Wednesday, October 11, 2006
John Tranter responded to my comments regarding Aaron Kunin’s text that deploys both verse and prose within the same text without having to resort to haibun-like before-&-after effects by reminding me of this link on Jacket’s website. It’s a discussion of line lengths online, just a part of Jacket’s editorial style guide. One of the reasons that Jacket is the best online poetry publication – tho hardly the most important reason – is that it does think to have, and publish, its style guide.

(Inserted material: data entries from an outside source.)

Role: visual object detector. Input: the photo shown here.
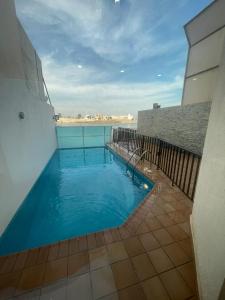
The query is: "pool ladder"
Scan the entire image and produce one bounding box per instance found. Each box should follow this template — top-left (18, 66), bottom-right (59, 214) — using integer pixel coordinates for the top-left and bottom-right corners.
top-left (126, 147), bottom-right (152, 178)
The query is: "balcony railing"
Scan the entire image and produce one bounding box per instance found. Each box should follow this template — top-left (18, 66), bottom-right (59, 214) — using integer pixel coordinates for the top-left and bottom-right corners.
top-left (113, 128), bottom-right (201, 200)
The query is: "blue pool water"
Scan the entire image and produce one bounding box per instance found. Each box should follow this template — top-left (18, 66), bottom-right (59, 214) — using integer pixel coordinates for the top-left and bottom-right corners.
top-left (0, 148), bottom-right (153, 255)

All magazines, online & otherwise, do have style guides, although relatively few seem actually to know this. It’s something that any professional publication will have in some formal manner, just as every major corporation does, covering everything from use of the name in print to the colors of the logo (there is only one “IBM blue” & woe is he or she who gets it wrong). At The Socialist Review, we knew what it was, and discussed it at length, tho it was never written down anywhere. Later, when I worked for ComputerLand, there were enough people involved in writing & editing in the marketing organization that one could have heated, passionate debates over, to pick an actual example, the relationship of an em-dash to a comma. Often such organizations adopt a published style guide, such as The Associated Press Style Guide, The
Most zines, hard copy or soft, tend to represent the effort of one individual, sometimes aided by some friends, more often not. In those cases, the style guide tends to reside in the editor’s head & he or she may or may not be able to give you some pointers as to what they are. But a good reading of a couple of issues will let you know, for instance, which ones are prepared to let a critic use an ampersand or spell though as tho & which are not.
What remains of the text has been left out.